Whenever you are interested in an exchange rate you are actually interested in two currencies due to the fact that the value of a currency must always be quoted in comparison to a second currency.
So it follows that if you are determining the best time to transact, in this case the USD vs DKK, you should pay attention to both United States Dollar and Danish Krone news and forecasts.
14-December-18: Against a basket of currencies, the US dollar struck an 18-month high in mid-December after negative political and economic developments weighed on rest-of-the-world currencies. At the time of writing, the dollar was showing trade-weighted appreciation of 6 percent for 2018 and was on course to gain in 10 of the year’s 12 months.
The dollar had strengthened to levels near $1.13 against the euro, which suffered due to disappointing eurozone economic data and Brexit-related uncertainties.
Brexit allowed the dollar to gain handsomely against the pound in 2018. On December-11, GBP/USD traded below 1.25 for the first time since early 2017.

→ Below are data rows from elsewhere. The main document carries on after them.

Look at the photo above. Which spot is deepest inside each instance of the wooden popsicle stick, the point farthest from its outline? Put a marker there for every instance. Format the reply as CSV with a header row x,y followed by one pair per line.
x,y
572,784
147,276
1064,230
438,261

The economic slowdown in China has also helped the dollar by creating safe haven flows into the US. The dollar has yet to reach the magic 7-yuan level but remains close to it, at levels near 6.9.
For 2019, JP Morgan and Morgan Stanley are both bearish the greenback. The banks remain skeptical over future Fed interest rate hikes and point to a possible US economic downturn in the second half of the year.
Scotiabank is forecasting EUR/USD at $1.30 by 2019 year-end, indicating a potential 13 percent decline in the dollar’s buying power.
The Danish krone, together with the euro to which it is pegged, is heading higher, experts said in November.
With Brexit increasingly seen as a UK problem rather than a Europe-wide one, and despite recent disappointments in economic data, Citibank is confident of a long-term move in USD/DKK to 5.75, from 6.548 at the time of this report (November-21). “Underpinned by the less accommodative policies of the ECB,” the krone will most likely achieve this target, which represents a 14 percent gain, before the end of 2019, Citi has said.
Relative to the pound, the krone had recovered in the days leading up to this report to a rate of 8.37 per GBP, from 8.62. With political turmoil in the UK, there was room for the exchange rate to reach 8.1 in the months ahead, said a Nordea Markets analyst. A return to 8.1 would take GBP/DKK back to levels not seen since September 2017.
A 5.5 percent rise in the krone’s buying power will see CHF/DKK trade at 6.2 sometime within the next 6-12 months, per analysts at Danske Bank. The rate averaged 6.54 in the weeks leading up to this report.